On Wed, Apr 03, 2024 at 12:36:41AM -0700, Atish Patra wrote:
On 4/1/24 15:36, Atish Patra wrote:
On Sat, Mar 2, 2024 at 1:49 AM Andrew Jones ajones@ventanamicro.com wrote:
On Wed, Feb 28, 2024 at 05:01:23PM -0800, Atish Patra wrote:
...
if (flags & SBI_PMU_STOP_FLAG_RESET) { pmc->event_idx = SBI_PMU_EVENT_IDX_INVALID; clear_bit(pmc_index, kvpmu->pmc_in_use);
if (snap_flag_set) {
/* Clear the snapshot area for the upcoming deletion event */
kvpmu->sdata->ctr_values[i] = 0;
kvm_vcpu_write_guest(vcpu, kvpmu->snapshot_addr, kvpmu->sdata,
sizeof(struct riscv_pmu_snapshot_data));
The spec isn't clear on this (so we should clarify it), but I'd expect that a caller who set both the reset and the snapshot flag would want the snapshot from before the reset when this call completes and then assume that when they start counting again, and look at the snapshot again, that those new counts would be from the reset values. Or maybe not :-) Maybe they want to do a reset and take a snapshot in order to look at the snapshot and confirm the reset happened? Either way, it seems we should only do one of the two here. Either update the snapshot before resetting, and not again after reset, or reset and then update the snapshot (with no need to update before).

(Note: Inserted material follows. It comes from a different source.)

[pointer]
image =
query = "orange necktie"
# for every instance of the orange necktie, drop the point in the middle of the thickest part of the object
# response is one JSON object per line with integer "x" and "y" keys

The reset call should happen when the event is deleted by the perf framework in supervisor. If we don't clear the values, the shared memory may have stale data of last read counters which is not ideal. That's why, I am clearing it upon resetting.
Thinking about it more, I think having stale values in the shared memory would be similar expected behavior to hardware counters after reset. We don't need to clear the shared memory during the reset.
If both SBI_PMU_STOP_FLAG_TAKE_SNAPSHOT and SBI_PMU_STOP_FLAG_RESET are set, may be we should just write it to the shared memory again without assuming the intention of the caller ?
Either way, we just need to ensure it's clear in the spec.